As a young, ambitious person, I have the feeling that the recent past is like a loan with a high interest rate that also occasionally increases, and I am paying off a product that I did not want.
“You can erase memories, but not the history that created them”, the famous Japanese writer Haruki Murakami wrote in one of his most widely read works. As a young person who was born at the end of the 90s, and therefore deprived of participation in political and social events, I still have the feeling that I carry the burden of the then-newly-drawn borders, in the creation of which neither my parents, their friends, nor relatives participated, let alone me.
I was born in 1998 and I was only passively a part of the events that shaped my present – wars, migrations, inflation, poverty, questionable political decisions that actually caused losses on both sides. What I do remember clearly are the fears my older brother had during the night, as a consequence of the 1999 bombing.
I am very lucky to have relatives and friends in Croatia, and that I am partially Croatian from my mother’s side. Relations between Serbia and Croatia have always been complex, and if I were to only rely on what is published in the media in both countries, I would never go there on vacation.

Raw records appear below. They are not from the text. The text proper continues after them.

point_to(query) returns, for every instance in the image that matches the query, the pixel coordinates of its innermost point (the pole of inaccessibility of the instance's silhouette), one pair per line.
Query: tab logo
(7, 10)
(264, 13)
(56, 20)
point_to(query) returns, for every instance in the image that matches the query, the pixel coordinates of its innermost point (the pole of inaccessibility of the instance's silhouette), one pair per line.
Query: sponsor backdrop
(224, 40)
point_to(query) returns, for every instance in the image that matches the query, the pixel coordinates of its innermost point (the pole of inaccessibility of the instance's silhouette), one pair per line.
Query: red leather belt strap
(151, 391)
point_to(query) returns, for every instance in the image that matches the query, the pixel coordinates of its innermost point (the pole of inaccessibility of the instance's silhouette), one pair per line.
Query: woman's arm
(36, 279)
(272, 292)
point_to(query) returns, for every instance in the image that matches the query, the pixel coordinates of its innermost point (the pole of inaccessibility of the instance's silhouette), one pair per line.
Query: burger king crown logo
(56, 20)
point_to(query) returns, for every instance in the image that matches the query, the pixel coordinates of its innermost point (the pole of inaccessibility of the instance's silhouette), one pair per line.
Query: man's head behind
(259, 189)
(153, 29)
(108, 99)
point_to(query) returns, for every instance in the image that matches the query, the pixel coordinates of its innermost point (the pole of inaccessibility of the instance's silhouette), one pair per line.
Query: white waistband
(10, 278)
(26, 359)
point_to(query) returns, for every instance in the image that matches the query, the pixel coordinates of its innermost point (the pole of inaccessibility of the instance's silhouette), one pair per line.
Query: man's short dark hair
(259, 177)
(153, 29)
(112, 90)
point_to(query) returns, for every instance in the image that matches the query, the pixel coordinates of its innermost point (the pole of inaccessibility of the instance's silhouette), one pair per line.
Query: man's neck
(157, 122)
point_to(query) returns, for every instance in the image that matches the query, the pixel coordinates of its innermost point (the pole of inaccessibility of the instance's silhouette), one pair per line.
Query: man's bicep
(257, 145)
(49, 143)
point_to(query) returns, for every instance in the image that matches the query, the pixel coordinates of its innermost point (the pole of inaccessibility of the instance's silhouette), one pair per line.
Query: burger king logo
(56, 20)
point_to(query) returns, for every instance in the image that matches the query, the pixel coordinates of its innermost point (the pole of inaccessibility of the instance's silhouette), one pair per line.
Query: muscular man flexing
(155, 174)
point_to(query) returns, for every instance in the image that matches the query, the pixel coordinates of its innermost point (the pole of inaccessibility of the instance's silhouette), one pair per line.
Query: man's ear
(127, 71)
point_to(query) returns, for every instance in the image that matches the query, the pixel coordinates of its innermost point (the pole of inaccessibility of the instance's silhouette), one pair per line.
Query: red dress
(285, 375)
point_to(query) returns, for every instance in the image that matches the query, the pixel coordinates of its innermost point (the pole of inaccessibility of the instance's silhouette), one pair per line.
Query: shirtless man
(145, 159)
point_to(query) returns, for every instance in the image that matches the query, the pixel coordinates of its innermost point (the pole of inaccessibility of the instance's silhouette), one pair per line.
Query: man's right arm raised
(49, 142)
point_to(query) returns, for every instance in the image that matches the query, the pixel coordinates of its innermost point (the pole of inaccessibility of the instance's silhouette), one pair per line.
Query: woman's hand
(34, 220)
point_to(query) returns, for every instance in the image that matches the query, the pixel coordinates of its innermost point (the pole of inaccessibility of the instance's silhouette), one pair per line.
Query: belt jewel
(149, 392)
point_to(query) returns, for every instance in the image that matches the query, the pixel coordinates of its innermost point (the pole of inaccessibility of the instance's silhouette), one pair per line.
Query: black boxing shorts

On the contrary, I go to visit my family every year and never, even during my first visit after the end of the war, have I felt the slightest discomfort because of a past in which I did not participate. This is precisely the essence, that from today’s perspective, none of us have the impression that the war conflicts were something we chose ourselves. Even in the current narrative, the term “those over there” is used for those who have taken all of our fates into their own hands.
The period of the 90s drew more differences than similarities in our and surrounding societies. Maybe neither myself nor any of my people wanted all the events that took place to happen, but as a young, ambitious person, I have the feeling that the recent past is like a loan with a high interest rate that also occasionally increases, and I am paying off a product that I did not want. What has changed since then? What did October 6 bring? Decisions made in the 90s and early 2000s affect my employment and education today. The feeling of uncertainty from the past spilled over into the present. Circumstances of our vicinity made it impossible for society to improve at that time. I personally think that if we had had stability then, our education system would be much more developed today, and then all my university colleagues and I would have adequate practical teaching during our four-year degree, and we would work according to the standards of the current market, and rather than be slaves to trends from the 80s. As with a child’s development, if it does not happen in an expected period, as with other peers, the child will constantly fall behind, unable to adequately complete tasks.
Thinking that our society, carried by today’s young generations, can improve brings me a great deal of optimism. We, young and strategic, and hopefully practically too, are an important interlocutor for the future of all countries in the region. I want to travel, work on myself and enjoy the fruits of my labor. I will never be ready to erase my national culture and heritage, but I want to be part of a structure that will decide on its own future.